Nachhaltige Wärmeenergie aus heimischem Boden - Pumpentausch bei der GTU AG

Mittwoch, 23. September 2020

Es ist ein Vorzeigeprojekt über die Stadtgrenzen hinaus. Die städtische Geothermiegesellschaft GTU AG fördert seit 2003 Thermalwasser aus knapp 2.000 Metern Tiefe. Nun wurde das Herzstück ausgetauscht.

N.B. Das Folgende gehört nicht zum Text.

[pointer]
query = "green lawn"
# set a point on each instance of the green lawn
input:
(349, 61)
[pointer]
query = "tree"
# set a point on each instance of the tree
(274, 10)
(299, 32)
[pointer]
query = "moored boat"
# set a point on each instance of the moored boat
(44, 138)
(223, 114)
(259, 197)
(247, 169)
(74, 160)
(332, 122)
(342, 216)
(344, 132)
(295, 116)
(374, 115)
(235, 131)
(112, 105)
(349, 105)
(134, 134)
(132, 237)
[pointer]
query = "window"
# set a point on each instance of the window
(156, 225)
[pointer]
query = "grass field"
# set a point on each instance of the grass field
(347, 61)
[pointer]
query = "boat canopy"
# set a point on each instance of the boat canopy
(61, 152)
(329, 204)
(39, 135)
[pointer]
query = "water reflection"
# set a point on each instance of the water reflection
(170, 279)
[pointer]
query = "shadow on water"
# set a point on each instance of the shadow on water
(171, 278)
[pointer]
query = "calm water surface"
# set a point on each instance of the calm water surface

Unterschleißheims Erster Bürgermeister und GTU-Aufsichtsratsvorsitzender Christoph Böck sowie GTU-Vorstand Thomas Stockerl ließen es sich nicht nehmen, der Bohrstelle im Valentinspark einen Besuch abzustatten und die Arbeiten vor Ort zu verfolgen.
Gefördert wird das ca. 80 °C heiße Wasser mit einer Pumpe, deren Bohrloch sich im Valentinspark befindet. Die GTU AG hat am 2. September die inzwischen 16 Jahre alte Pumpe aus dem Bohrloch gehoben. Anschließend wurde das Bohrloch aufwendig untersucht, bevor nun am 21.09.2020 eine neue Pumpe eingesetzt werden konnte. Die 17 Meter lange Pumpe arbeitet in einer Tiefe von etwa 350 Metern und war erfreulicherweise doppelt so lange in Betrieb wie ursprünglich geplant. In Spitzenzeiten fördert die Pumpe bis zu 100 Liter pro Sekunde, im Jahr 2019 insgesamt etwa 2,7 Milliarden Liter, die nach ihrer Verwendung als Wärmequelle für das Fernwärmenetz abgekühlt wieder in die Tiefe zurückgeleitet werden. Dies entspricht dem Volumen eines Würfels von 140 Metern Länge, Breite und Höhe und etwa dem 1,6-fachen Trinkwasserverbrauch von Unterschleißheim.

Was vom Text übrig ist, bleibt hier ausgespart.